Art has always been a part of Stitzel’s life. “In high school, art classes and extra-curriculars were the only reason I wanted to go to school. I decided in about the sixth grade that I wanted to be a teacher. I remember that I loved doing coloring books with my mom when I was younger, and I would get mad that she could stay inside the lines so well. I wanted to be as good as her,” Stitzel said.

Stitzel will be student teaching next semester. After that, she plans to apply for the Chicago Center, where she would live with five to ten other school teachers. “Currently, I’m working at a school with graduating classes of 44 students. Chicago is a big transition, but I want to be well rounded and experience a little bit of everything,” Stitzel said.

Scarim, on the other hand, was always creatively inclined but had never taken an art class when she was younger. “I was studying international relations at U of I my freshman and sophomore year. I was pretty unhappy and uninspired, so I dropped out and took a step back. I took up yoga, traveled, and made art on my year off,” Scarim said.

Her year off also introduced her to her current major. “I was volunteering at a homeless shelter and saw how big of an impact art therapy had. I plan on going to grad school and for my masters and get my license. I have a feeling I’ll go back to my roots and work in homeless shelters or prison, because that’s when it all sort of clicked for me,” Scarim said.

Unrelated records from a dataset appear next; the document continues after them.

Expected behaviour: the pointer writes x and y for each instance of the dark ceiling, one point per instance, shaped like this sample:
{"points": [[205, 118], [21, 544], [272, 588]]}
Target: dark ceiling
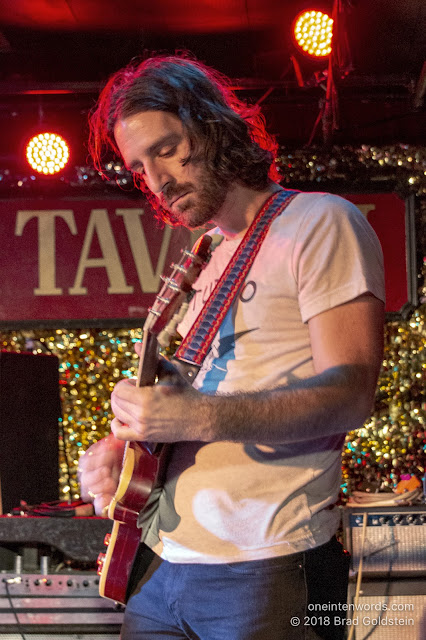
{"points": [[54, 55]]}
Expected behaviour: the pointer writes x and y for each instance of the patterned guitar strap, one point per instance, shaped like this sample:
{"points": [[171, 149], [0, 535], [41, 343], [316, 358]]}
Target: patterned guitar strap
{"points": [[195, 346]]}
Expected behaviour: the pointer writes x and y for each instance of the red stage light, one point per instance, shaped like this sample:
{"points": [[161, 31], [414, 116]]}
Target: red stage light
{"points": [[313, 31], [47, 153]]}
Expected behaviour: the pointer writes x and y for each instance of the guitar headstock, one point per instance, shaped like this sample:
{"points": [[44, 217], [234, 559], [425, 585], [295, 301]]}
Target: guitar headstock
{"points": [[177, 286]]}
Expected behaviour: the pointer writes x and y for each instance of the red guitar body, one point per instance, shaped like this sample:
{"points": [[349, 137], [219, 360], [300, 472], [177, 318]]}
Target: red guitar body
{"points": [[142, 472], [144, 464]]}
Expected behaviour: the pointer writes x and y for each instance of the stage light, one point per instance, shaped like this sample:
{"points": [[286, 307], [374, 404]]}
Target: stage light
{"points": [[313, 31], [47, 153]]}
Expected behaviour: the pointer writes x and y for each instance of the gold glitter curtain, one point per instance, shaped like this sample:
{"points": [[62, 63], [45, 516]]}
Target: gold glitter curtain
{"points": [[391, 443]]}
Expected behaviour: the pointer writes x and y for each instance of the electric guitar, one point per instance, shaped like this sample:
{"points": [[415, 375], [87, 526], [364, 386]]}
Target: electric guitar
{"points": [[144, 463]]}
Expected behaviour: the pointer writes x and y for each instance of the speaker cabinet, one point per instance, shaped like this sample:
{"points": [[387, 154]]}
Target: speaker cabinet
{"points": [[29, 413]]}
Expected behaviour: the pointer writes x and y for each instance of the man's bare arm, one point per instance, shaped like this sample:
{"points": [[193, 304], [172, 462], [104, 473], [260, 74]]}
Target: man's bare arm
{"points": [[347, 348]]}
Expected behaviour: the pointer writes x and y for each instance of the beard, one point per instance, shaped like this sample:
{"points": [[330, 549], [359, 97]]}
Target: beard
{"points": [[198, 207]]}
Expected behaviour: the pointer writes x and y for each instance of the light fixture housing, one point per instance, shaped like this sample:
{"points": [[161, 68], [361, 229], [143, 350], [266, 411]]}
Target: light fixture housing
{"points": [[313, 33]]}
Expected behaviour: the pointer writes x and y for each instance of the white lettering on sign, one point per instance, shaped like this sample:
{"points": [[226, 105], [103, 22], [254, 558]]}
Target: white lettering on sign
{"points": [[46, 245], [99, 222]]}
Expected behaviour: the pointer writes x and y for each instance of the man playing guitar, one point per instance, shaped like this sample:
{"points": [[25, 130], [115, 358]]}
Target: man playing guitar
{"points": [[244, 529]]}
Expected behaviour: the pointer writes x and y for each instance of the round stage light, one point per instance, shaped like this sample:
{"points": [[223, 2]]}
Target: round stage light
{"points": [[47, 153], [313, 31]]}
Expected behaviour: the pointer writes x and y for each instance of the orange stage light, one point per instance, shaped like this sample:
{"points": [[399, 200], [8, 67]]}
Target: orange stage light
{"points": [[313, 31], [47, 153]]}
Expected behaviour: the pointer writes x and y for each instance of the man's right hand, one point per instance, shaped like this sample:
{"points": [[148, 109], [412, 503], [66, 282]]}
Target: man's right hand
{"points": [[99, 471]]}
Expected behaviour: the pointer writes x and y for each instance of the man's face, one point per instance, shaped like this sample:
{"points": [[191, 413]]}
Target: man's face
{"points": [[154, 145]]}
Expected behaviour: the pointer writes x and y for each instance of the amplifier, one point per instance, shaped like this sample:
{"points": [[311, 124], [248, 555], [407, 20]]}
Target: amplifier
{"points": [[390, 540], [56, 605]]}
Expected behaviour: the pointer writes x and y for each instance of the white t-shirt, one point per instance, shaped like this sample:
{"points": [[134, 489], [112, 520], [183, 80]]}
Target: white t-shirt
{"points": [[228, 502]]}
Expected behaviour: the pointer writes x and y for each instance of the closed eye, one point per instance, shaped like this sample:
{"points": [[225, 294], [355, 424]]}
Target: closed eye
{"points": [[167, 152]]}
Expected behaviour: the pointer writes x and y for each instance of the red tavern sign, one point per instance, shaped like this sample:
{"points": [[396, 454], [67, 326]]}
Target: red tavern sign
{"points": [[81, 260], [100, 261]]}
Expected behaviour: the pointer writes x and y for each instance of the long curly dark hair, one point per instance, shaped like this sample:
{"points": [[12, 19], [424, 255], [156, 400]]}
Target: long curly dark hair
{"points": [[226, 133]]}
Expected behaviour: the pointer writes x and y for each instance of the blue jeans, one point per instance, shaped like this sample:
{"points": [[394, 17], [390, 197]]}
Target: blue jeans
{"points": [[270, 599]]}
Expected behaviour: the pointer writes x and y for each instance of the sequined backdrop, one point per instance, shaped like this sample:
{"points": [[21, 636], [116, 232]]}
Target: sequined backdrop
{"points": [[391, 443]]}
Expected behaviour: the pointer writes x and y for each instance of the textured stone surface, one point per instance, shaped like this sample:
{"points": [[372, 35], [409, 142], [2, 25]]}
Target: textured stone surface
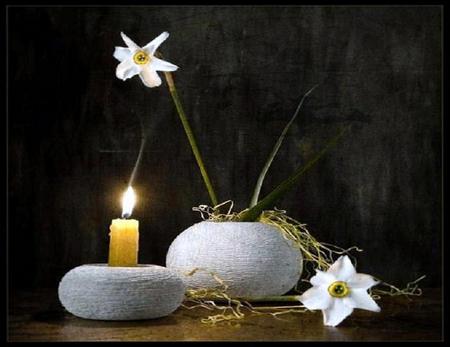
{"points": [[252, 258], [121, 293]]}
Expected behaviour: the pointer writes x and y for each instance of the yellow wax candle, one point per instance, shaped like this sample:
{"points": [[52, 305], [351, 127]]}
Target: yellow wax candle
{"points": [[124, 235], [124, 242]]}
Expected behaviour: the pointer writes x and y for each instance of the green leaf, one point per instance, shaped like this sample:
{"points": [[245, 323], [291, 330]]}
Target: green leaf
{"points": [[275, 149], [268, 201]]}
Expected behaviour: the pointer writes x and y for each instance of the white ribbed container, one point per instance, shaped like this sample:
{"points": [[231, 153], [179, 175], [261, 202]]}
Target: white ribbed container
{"points": [[253, 259], [103, 292]]}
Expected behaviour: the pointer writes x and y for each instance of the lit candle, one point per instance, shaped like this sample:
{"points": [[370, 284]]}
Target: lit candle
{"points": [[124, 235]]}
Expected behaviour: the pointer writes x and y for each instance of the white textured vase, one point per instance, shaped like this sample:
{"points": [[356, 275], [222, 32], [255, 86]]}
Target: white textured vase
{"points": [[103, 292], [254, 259]]}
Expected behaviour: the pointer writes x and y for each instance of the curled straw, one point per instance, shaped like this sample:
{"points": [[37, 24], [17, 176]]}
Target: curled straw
{"points": [[319, 254]]}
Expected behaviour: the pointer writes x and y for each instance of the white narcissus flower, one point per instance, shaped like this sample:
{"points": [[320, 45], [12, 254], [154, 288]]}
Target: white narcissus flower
{"points": [[338, 291], [135, 60]]}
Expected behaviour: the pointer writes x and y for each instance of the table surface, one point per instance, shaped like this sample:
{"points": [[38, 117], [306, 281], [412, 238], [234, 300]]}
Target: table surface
{"points": [[38, 316]]}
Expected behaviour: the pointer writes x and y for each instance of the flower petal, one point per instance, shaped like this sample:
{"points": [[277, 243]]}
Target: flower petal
{"points": [[162, 65], [316, 298], [342, 269], [336, 313], [131, 45], [153, 45], [362, 281], [322, 278], [149, 77], [126, 69], [121, 53], [359, 298]]}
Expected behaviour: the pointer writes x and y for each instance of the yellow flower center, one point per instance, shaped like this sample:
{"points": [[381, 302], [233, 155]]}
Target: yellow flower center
{"points": [[141, 58], [338, 289]]}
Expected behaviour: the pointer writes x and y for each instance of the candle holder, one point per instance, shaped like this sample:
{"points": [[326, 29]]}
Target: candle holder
{"points": [[102, 292]]}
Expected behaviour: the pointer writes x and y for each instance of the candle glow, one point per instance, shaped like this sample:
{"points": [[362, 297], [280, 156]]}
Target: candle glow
{"points": [[128, 202], [124, 235]]}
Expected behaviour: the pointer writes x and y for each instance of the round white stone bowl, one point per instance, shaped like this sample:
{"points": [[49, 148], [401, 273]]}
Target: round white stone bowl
{"points": [[254, 259], [103, 292]]}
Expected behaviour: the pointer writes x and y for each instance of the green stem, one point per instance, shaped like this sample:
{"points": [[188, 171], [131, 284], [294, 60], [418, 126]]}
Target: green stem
{"points": [[253, 213], [191, 138]]}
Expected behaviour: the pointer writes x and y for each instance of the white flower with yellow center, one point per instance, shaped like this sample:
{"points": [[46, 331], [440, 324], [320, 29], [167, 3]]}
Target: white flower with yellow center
{"points": [[338, 291], [135, 60]]}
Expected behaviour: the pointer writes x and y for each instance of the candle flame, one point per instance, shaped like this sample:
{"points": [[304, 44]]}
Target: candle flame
{"points": [[128, 202]]}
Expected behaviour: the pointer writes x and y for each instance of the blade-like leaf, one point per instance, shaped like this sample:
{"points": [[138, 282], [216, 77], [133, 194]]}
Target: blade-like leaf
{"points": [[254, 212], [275, 149]]}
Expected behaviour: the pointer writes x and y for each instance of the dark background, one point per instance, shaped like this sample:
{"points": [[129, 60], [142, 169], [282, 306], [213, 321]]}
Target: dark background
{"points": [[74, 129]]}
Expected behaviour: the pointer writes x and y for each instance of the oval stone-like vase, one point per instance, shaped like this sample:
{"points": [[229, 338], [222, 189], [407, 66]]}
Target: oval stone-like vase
{"points": [[253, 259], [103, 292]]}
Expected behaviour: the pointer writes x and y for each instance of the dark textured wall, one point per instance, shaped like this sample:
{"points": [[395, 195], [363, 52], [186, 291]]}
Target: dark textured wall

Both artists are so grateful to Millikin and to their professors. They would not be where they are without the aid and assurance of the university and the art department. They would like to thank all who came out to the show. Their art will be displayed at the Blue Connection for the remainder of March, so if you missed the opening, you still have a chance to see some incredible art by some very inspiring women.